The MAP results achieved by all methods on the ADNI1, ADNI2, and AIBL datasets are reported in Table II. Here, ”M → P” represents the case where queries are sMRI scans and the database contains PET images, and ”P → M” represents the case where queries are PET images and the database has sMRI scans. From the results in Table II, one can observe an interesting finding. That is, the MAP values for ”M→P” are usually higher than those for ”P→M”, especially for ADNI1 and ADNI2. This may be due to the limited number of PET images. From Subsection IV-A, we can see that the numbers of sMRI scans on three datasets are usually larger than that of PET scans. Since deep models usually need a large number of training data to reduce over-fitting, the limited PET scans may degrade the generalization ability of the hash functions for PET modality. Therefore, the generated hash codes for MRI queries may be better than those for PET queries, which may induce the performance gap between ”M→P” and ”P→M” tasks. From the results, one can also obtain that CenterHash usually outperforms other competing methods by large margins. For instance, compared to SCM (the state-of-the-art traditional method), CenterHash can obtain absolute increase of 7.253%/3.105% and 13.74%/4.085% 5.473%/2.915% in terms of the average MAP in two cross-modal retrieval tasks ”M → P” and ”P → M” on ADNI1, ADNI2, and AIBL, respectively. Also, CenterHash outperforms DCMH (the state-of-the-art deep learning method), by margins of 2.928%/2.822%, 5.625%/4.395%, and 2.225%/3.323% in terms of the average MAP on three datasets, respectively. These results validate the superiority of CenterHash in cross-modal neuroimage retrieval.

TABLE II.

COMPARISON WITH BASELINES IN TERMS OF MAP (WITH BEST RESULTS SHOWN IN BOLDFACE).
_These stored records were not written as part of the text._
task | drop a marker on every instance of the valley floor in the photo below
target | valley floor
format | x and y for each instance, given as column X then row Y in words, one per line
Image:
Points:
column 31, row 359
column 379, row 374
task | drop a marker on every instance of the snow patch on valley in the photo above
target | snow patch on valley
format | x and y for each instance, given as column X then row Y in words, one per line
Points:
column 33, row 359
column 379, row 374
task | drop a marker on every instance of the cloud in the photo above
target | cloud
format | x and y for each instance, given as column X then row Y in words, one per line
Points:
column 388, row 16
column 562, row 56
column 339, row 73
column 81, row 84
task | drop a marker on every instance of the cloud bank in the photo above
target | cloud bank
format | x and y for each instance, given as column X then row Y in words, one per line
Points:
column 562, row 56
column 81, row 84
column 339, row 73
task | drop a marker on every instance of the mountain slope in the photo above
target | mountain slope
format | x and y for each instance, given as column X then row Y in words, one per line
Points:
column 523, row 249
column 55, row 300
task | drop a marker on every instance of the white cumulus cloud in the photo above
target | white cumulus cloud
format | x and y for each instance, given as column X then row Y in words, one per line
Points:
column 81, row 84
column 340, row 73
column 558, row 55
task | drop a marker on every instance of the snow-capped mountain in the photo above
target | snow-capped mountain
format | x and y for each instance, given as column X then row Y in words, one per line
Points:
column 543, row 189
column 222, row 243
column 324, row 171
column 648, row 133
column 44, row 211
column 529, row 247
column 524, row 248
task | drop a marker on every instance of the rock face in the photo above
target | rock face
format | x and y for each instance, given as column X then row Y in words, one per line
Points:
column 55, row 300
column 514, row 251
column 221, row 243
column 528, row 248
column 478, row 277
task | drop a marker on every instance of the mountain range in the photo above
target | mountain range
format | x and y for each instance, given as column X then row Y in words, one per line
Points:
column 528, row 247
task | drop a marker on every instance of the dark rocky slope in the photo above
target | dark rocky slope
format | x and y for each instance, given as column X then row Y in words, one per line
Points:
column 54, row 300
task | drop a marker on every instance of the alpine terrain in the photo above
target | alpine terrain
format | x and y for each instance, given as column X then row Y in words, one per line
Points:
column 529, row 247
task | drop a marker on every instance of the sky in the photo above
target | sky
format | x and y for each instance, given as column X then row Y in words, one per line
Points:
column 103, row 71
Task	Method	ADNI1				ADNI2				AIBL
		k = 16	k = 32	k = 64	k = 128	k = 16	k = 32	k = 64	k = 128	k = 16	k = 32	k = 64	k = 128
M → P	ACQ	0.4163	0.3713	0.4015	0.4623	0.3883	0.4341	0.4386	0.4096	0.5498	0.5535	0.5563	0.5583
	STMH	0.4246	0.4093	0.4087	0.3864	0.3778	0.4449	0.4511	0.4225	0.5870	0.6087	0.5995	0.5969
	CVH	0.3933	0.3842	0.4163	0.3752	0.4023	0.3896	0.4238	0.4003	0.5694	0.5710	0.5622	0.5654
	SEPH	0.4378	0.4416	0.4063	0.4320	0.4225	0.4610	0.4097	0.4670	0.6231	0.5944	0.5385	0.5660
	SCM	0.5037	0.4713	0.5109	0.5174	0.4368	0.4944	0.4452	0.5009	0.5735	0.5919	0.5892	0.5807
	CMHH	0.4738	0.4323	0.4502	0.4144	0.4520	0.4348	0.4576	0.4223	0.5932	0.5741	0.5794	0.5962
	PGDH	0.5124	0.5181	0.5276	0.5225	0.6275	0.5735	0.5861	0.5543	0.6054	0.6094	0.5928	0.6025
	DCMH	0.5562	0.5529	0.5366	0.5306	0.5819	0.5712	0.5914	0.5573	0.6160	0.6268	0.6261	0.5963
	CenterHash	0.5855	0.5598	0.5663	0.5818	0.6463	0.6164	0.6363	0.6278	0.6430	0.6361	0.6380	0.6371

P → M	ACQ	0.3985	0.4242	0.3725	0.3706	0.3923	0.4023	0.4107	0.4466	0.5544	0.5548	0.5503	0.5503
	STMH	0.4246	0.4093	0.4087	0.3864	0.4281	0.3923	0.3779	0.4586	0.5825	0.5907	0.5731	0.5821
	CVH	0.3913	0.3992	0.4079	0.4138	0.4099	0.3615	0.3768	0.4106	0.6075	0.5880	0.5881	0.5699
	SEPH	0.4585	0.3962	0.4587	0.3688	0.3807	0.3803	0.4223	0.4472	0.5555	0.5651	0.5775	0.5482
	sCM	0.4806	0.4658	0.4599	0.4659	0.4370	0.4853	0.4280	0.4635	0.5798	0.5892	0.5992	0.6106
	CMHH	0.4017	0.4098	0.4072	0.4008	0.4070	0.3961	0.4301	0.4121	0.5888	0.5850	0.5740	0.5964
	PGDH	0.5097	0.4565	0.4422	0.4592	0.4478	0.4585	0.4254	0.4408	0.5848	0.5935	0.5949	0.5996
	DCMH	0.5248	0.4601	0.4518	0.4468	0.4490	0.4521	0.4556	0.4449	0.5923	0.5824	0.5760	0.6118
	CenterHash	0.5312	0.4837	0.4989	0.4826	0.4835	0.4970	0.5131	0.4838	0.6251	0.6105	0.6303	0.6295

Open in a new tab

The recall@K curves with k = 64 achieved by all methods on the three datasets for both ”M → P” and ”P → M” tasks are shown in Fig. 2 and Fig. 3. From these results, one can obtain that CenterHash can usually achieve better recall performance than other baseline methods on both cross-modal retrieval tasks, which is consistent with the MAP evaluation.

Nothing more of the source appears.